Just what does “withdrawing” from Iraq mean? by Michael Fumento
Everybody’s talking about it, but nobody in public at least seems to realize how exquisite a maneuver drawing down U.S forces in Iraq is unless you just want to cut and run and let the country collapse as Pennsylvania Dem. John Murtha does. It isn’t a simple mathematical formula of being able to withdraw X number of Americans as soon as Y number of Iraqi Security Forces (ISF) reach a certain fighting ability.
The most important complicating factor is that the ISF are almost entirely light infantry. They have little armor or artillery, no close air support, virtually no air reconaissance, a couple of dozen small boats for a navy, and not even the proper bureaucracy to make sure men are supplied or paid. Without all of these, they have absolutely no hope of prevailing.
Some of the assets can continue to be operated by the from Kuwait or offshore, such as fighter/bomber support. But even air support from slower, shorter-range helicopter gunships, the awesome AC-130 fixed-wing gunships, and A-10 “Warthogs” must be based in-country. Why Iraqis are not being trained with and given these weapons is a good question, one they are asking, and the answer seems to be that if a civil war breaks out we’d rather they have access to nothing bigger than a RPG or mortar. Be that as it may, until they have this equipment and are proficient with it, we’ll have to provide on-site support. This is one reason setting timetables is as dumb as the Bush Administration and military strategists say. A timetable for what?

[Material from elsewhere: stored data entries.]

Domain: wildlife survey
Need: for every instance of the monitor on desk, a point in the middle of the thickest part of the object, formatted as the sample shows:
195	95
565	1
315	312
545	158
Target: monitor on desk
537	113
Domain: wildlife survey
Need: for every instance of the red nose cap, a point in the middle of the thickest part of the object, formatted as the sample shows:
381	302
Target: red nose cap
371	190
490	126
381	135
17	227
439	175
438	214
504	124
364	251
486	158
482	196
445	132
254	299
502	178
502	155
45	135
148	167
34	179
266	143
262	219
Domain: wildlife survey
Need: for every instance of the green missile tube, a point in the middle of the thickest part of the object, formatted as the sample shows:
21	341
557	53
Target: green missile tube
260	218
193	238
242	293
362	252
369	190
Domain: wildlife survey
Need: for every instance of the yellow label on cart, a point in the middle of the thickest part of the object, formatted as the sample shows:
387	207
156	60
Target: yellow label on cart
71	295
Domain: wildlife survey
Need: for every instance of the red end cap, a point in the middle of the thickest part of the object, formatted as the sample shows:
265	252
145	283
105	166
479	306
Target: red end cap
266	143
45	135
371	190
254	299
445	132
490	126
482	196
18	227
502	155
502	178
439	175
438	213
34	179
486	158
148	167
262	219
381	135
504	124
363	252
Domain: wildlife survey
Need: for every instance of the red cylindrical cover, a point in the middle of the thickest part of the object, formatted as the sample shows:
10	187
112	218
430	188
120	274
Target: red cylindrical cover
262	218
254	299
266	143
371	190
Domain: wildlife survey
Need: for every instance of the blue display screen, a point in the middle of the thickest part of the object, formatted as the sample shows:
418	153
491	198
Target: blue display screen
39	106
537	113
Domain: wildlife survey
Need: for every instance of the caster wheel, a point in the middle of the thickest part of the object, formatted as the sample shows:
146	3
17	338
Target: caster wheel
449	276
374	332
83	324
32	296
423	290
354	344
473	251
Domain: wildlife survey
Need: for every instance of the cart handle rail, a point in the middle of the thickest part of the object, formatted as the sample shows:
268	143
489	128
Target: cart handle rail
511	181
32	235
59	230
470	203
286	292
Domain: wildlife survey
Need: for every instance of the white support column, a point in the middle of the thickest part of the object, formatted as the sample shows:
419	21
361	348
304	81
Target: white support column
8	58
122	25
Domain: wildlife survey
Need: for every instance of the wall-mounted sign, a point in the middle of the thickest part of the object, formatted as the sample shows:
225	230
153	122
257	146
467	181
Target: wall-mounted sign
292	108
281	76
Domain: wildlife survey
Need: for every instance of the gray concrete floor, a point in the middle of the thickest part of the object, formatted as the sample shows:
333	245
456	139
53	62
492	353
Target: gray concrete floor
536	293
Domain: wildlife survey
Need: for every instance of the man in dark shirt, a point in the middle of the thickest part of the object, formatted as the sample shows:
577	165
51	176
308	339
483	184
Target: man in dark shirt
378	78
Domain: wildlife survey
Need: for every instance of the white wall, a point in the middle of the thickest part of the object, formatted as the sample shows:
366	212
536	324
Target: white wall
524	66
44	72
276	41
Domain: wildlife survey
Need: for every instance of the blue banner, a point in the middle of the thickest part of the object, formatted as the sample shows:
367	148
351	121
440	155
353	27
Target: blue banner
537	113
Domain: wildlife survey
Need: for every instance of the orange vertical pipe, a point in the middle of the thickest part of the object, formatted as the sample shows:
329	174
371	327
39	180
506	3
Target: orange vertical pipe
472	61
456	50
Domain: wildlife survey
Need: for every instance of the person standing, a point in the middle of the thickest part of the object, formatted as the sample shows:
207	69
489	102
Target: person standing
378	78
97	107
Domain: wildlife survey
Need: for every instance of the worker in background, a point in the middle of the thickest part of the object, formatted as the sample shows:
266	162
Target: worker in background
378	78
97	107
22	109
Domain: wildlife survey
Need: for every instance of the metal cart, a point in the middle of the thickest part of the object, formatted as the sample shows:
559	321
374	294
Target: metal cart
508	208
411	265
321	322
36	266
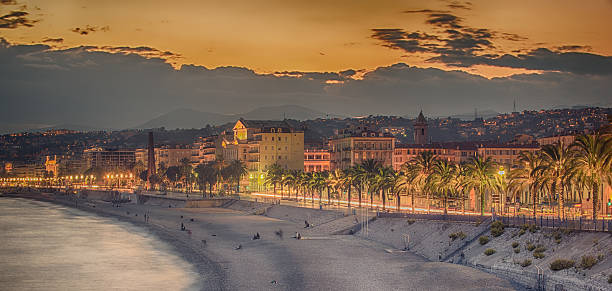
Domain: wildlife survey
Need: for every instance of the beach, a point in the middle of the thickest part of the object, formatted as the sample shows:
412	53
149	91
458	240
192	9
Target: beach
219	243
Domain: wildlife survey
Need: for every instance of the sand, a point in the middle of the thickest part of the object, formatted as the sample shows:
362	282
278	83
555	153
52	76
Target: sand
319	262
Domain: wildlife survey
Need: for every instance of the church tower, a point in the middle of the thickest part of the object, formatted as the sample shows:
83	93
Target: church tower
420	129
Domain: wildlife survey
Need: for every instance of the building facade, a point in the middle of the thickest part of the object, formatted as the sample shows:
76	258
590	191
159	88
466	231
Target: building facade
317	160
260	144
352	146
109	159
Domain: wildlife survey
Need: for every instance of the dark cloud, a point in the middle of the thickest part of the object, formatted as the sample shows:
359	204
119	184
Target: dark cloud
399	39
459	5
573	48
425	11
457	44
15	19
104	88
53	40
444	20
89	29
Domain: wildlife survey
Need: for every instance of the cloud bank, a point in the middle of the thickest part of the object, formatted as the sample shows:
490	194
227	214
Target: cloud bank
125	86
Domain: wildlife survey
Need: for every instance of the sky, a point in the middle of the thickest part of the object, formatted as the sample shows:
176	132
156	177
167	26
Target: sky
83	61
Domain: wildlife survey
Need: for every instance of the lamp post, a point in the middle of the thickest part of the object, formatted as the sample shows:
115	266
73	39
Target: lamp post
501	172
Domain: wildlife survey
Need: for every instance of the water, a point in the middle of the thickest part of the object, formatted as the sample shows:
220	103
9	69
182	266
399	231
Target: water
44	246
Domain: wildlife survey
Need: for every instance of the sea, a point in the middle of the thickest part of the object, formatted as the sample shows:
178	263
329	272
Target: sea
44	246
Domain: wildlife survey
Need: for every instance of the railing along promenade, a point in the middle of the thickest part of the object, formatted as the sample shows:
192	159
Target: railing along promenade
580	224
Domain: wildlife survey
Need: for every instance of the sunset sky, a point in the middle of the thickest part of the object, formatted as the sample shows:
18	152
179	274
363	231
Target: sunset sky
269	36
289	38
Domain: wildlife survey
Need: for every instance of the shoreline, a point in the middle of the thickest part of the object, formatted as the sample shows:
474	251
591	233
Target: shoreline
211	274
287	264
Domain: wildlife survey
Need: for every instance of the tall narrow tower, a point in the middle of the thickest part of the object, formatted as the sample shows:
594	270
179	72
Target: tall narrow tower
150	158
420	129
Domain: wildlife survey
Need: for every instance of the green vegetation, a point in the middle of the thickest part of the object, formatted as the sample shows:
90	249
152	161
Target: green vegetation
561	264
497	228
483	240
530	246
489	252
587	262
539	249
457	235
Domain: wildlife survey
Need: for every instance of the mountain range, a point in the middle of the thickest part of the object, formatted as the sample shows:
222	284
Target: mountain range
190	118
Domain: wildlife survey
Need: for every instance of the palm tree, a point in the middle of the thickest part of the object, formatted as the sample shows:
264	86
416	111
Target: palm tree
557	166
384	179
356	173
594	163
369	169
237	170
422	167
525	177
481	172
273	176
441	180
288	179
337	181
407	177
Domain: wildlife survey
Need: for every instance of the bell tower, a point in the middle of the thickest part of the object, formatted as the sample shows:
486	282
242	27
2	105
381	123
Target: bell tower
420	129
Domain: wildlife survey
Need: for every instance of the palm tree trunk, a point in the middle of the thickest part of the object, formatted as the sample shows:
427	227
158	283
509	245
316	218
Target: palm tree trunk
595	200
462	202
480	189
384	198
398	201
349	197
534	193
559	190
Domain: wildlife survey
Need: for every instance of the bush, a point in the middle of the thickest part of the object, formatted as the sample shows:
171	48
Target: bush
539	249
497	228
530	246
457	235
561	264
587	262
483	240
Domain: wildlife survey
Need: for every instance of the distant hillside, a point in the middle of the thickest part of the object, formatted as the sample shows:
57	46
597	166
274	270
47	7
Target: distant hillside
189	118
185	118
470	116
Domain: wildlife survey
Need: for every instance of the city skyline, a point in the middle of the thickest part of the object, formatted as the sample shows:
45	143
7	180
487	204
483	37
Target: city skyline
98	65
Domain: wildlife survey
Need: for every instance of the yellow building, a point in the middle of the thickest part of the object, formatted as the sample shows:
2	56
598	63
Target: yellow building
262	143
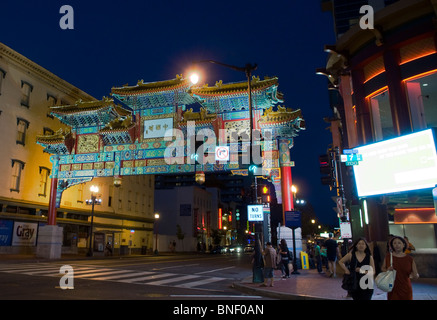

That said, a modest draw-down of the right units in the short term and a more substantial one in the longer term could make a lot of sense. With few exceptions, the enemy wages war not with the rifle but the improvised bomb. Fewer Americans mean fewer American targets. It could also help deflate terrorist claims that America plans to be a permanent occupying force. Iraqi leaders are also claiming the U.S. is holding them back from fighting the sort of war necessary to defeat savage terrorists, according to a Sunday Washington Post story. This echoes the only complaint I heard from Marines and soldiers when I was in Iraq, that we were trying to win with a “kindler, gentler military.”
But a complete pullout should no more be considered than was withdrawing from South Korea in 1953 or Germany in 1945. Nor will the world, especially the Islamist enemy, be oblivious that the country that sacrificed 58,000 lives over nine years in Vietnam couldn’t stomach much more than 2,000 deaths and three years fighting in Iraq. Further, the chief “insurgent” is a Jordanian and about 10% of the enemy hail from outside countries. Whatever the merits of invading Iraq, it is now the focal point of the war on terror. It is neither just nor reasonable to expect the Iraqis to carry the burden of this fight alone.